Category at a glance
Equity min
65%
SEBI mandate
Investment style
Value
Stated upfront, must follow
Typical 3-yr CAGR
18-26%
FY24-25 was strong
Expense ratio (direct)
1.0-1.8%
Higher than index, lower than thematic
Volatility
Medium-high
Lower than mid/small but higher than large-cap
Top 5 value funds
Source: AMFI + AMC factsheets · refreshed quarterly
| Fund | AMC | Expense % | 3y CAGR |
|---|---|---|---|
| ICICI Pru Value Discovery | ICICI Pru MF | 1.05% | 24.2% |
| HDFC Value Fund | HDFC MF | 1.10% | 23.5% |
| Tata Equity P/E Fund | Tata MF | 1.18% | 22.8% |
| Aditya Birla Sun Life Pure Value | Aditya Birla MF | 1.05% | 21.4% |
| Nippon India Value Fund | Nippon India MF | 1.10% | 20.9% |
Key decisions
- Q1
Is value investing dead?
Value underperformed growth for 2017-2020 globally (the FAANG era). FY24-25 saw value funds in India outperform Nifty 50 by 8-12% as the rally broadened beyond a few large-caps. Style cycles are real — value tends to win when the market reverts to fundamentals.
- Q2
Value fund vs Nifty Index — which is better?

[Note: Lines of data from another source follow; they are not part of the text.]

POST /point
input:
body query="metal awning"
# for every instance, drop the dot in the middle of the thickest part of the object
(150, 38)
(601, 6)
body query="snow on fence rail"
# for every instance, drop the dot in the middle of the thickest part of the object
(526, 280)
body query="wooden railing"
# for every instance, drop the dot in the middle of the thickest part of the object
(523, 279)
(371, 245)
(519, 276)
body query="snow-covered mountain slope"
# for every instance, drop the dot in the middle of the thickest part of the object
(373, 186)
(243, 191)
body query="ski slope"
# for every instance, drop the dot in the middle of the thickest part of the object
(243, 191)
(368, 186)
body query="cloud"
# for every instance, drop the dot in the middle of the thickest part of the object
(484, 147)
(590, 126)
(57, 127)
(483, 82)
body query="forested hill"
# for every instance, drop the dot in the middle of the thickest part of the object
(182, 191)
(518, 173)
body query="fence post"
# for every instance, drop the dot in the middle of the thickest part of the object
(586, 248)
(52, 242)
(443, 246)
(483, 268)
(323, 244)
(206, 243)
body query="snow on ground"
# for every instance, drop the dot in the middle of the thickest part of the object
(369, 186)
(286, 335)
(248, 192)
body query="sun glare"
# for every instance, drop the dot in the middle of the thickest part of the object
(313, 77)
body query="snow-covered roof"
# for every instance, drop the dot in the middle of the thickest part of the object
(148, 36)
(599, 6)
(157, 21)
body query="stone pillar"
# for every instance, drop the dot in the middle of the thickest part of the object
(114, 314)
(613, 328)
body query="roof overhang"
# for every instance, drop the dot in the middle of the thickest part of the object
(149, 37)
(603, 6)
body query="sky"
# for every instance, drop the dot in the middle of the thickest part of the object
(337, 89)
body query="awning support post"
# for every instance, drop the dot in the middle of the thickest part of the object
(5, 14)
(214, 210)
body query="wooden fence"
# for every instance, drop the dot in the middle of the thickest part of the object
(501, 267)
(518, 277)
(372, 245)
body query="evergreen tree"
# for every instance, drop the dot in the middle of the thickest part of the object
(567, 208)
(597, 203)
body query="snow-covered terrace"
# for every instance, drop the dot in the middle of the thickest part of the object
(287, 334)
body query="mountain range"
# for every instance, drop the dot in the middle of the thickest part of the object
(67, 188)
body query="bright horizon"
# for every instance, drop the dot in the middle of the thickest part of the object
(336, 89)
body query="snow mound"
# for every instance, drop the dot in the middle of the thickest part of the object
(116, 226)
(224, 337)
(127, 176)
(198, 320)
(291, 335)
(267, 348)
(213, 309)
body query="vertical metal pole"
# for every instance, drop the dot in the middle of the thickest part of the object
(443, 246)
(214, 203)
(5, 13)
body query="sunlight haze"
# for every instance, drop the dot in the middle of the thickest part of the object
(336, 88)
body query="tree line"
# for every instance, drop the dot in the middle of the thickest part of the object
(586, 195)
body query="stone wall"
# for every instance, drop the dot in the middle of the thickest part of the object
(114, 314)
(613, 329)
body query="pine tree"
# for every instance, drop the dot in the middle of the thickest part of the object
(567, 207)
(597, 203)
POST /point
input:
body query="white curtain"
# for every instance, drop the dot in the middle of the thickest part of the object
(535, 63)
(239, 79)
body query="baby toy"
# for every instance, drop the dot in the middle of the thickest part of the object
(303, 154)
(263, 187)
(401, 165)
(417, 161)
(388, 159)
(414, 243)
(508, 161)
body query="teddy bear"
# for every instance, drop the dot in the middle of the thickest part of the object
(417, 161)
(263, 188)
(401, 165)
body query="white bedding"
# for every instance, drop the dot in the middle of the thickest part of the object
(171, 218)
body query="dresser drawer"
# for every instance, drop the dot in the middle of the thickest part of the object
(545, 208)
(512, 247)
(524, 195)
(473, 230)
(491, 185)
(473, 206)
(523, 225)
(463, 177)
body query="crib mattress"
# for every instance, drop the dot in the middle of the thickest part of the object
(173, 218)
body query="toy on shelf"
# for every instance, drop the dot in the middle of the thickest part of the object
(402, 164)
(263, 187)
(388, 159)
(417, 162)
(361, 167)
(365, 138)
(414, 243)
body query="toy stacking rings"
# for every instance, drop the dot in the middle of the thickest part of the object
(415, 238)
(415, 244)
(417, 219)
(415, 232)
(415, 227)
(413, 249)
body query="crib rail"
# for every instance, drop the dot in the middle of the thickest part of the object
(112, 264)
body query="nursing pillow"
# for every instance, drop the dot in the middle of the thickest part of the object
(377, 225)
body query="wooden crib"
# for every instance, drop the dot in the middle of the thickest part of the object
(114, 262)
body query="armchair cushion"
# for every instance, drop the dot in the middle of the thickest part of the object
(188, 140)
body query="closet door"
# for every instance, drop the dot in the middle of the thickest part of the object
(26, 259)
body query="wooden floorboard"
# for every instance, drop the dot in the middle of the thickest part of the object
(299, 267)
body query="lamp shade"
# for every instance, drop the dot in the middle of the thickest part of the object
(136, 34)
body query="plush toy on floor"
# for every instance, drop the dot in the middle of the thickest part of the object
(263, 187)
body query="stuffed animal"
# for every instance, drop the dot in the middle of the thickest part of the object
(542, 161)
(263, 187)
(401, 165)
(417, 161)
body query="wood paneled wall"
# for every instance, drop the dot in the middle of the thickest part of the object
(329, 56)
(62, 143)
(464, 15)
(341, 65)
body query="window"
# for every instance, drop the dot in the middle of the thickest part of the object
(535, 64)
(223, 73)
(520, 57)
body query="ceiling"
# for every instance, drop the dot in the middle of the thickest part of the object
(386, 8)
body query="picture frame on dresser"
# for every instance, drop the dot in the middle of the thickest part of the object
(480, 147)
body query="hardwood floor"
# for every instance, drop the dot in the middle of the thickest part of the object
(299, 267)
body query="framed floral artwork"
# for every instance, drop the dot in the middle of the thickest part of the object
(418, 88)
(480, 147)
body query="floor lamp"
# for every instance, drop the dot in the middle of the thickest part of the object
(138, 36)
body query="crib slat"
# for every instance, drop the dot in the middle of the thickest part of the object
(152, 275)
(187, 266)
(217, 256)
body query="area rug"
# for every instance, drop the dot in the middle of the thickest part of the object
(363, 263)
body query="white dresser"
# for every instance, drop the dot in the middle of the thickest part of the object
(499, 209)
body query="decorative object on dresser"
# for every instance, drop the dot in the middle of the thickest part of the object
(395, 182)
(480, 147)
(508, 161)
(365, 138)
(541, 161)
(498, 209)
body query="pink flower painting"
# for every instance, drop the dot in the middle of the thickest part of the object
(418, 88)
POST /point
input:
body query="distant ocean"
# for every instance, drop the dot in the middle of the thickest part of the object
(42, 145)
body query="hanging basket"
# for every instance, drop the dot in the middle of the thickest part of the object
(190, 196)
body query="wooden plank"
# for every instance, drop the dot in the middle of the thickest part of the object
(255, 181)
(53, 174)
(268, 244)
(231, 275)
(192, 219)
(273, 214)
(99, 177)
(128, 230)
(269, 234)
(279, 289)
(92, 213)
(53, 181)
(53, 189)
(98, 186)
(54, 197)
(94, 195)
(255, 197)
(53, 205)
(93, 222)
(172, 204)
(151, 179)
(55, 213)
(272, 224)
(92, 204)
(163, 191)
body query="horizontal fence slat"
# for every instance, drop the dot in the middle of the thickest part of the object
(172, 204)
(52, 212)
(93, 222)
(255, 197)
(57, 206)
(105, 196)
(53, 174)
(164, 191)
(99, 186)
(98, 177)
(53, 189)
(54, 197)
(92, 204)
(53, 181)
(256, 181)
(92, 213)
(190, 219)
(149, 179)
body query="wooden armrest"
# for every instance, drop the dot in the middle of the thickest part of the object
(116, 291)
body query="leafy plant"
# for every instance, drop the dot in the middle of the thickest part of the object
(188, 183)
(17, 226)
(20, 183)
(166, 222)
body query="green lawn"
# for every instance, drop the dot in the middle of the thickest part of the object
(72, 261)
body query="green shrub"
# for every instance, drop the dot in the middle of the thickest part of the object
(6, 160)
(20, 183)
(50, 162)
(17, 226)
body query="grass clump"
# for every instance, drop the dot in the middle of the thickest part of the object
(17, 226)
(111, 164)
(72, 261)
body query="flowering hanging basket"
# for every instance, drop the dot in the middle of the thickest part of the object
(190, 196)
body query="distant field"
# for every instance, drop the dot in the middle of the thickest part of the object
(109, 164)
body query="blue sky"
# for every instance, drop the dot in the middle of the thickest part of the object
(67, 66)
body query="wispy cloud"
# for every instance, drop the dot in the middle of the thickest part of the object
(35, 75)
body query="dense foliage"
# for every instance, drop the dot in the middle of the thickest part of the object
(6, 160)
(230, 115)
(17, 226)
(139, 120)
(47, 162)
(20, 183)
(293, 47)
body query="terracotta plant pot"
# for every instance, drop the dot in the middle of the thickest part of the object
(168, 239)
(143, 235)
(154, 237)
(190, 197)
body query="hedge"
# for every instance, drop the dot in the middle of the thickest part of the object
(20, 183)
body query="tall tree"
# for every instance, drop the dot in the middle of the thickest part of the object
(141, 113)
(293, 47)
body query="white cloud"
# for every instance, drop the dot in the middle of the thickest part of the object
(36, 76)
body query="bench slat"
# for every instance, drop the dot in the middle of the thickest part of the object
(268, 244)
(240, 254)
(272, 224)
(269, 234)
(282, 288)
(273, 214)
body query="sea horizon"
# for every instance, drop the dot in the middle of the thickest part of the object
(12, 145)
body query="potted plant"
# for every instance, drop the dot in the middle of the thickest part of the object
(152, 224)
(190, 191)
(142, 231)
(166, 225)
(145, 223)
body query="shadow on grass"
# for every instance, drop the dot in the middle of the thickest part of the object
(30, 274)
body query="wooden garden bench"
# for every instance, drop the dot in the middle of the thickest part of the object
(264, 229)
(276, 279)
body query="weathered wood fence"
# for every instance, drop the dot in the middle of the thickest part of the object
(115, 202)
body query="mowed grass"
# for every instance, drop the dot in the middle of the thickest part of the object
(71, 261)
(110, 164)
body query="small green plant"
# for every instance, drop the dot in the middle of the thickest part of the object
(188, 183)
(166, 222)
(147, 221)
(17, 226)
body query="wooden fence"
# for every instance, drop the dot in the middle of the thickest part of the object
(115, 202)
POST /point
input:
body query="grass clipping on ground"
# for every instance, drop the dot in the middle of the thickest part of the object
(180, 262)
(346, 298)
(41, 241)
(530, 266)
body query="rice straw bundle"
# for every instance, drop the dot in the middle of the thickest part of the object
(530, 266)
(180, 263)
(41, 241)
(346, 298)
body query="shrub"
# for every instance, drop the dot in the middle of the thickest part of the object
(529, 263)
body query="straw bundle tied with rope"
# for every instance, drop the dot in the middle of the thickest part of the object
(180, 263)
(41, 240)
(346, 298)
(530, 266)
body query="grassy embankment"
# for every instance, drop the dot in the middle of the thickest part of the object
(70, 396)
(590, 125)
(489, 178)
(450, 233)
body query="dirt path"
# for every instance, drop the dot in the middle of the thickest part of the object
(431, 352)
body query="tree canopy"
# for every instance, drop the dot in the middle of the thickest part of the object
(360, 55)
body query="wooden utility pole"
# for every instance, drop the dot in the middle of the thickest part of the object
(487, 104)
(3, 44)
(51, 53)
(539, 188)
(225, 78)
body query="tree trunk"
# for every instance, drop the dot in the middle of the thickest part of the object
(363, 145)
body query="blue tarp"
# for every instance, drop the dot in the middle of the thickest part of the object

Over 10-yr rolling windows, top-quartile value funds in India have beaten Nifty 50 by 2-4% CAGR after fees. But the median value fund has matched or slightly trailed the index. Picking the right manager matters more in value than in any other category.
- Q3
How long should I hold a value fund?
Minimum 7 years. Value strategies experience long stretches (2-4 years) of underperformance. Holding through those is the cost of the eventual outperformance. If you can't stomach 2 years of red, stick to large-cap or index.
SEBI rules + scheme specifics
- SEBI Oct 2017 categorisation: minimum 65% in equities following a stated value strategy.
- Marked 'very high' risk on the SEBI riskometer.
- Style cycles can be long; do not switch funds based on 1-2 year underperformance.
- LTCG: 12.5% on gains > ₹1.25L/year (held ≥ 12 months).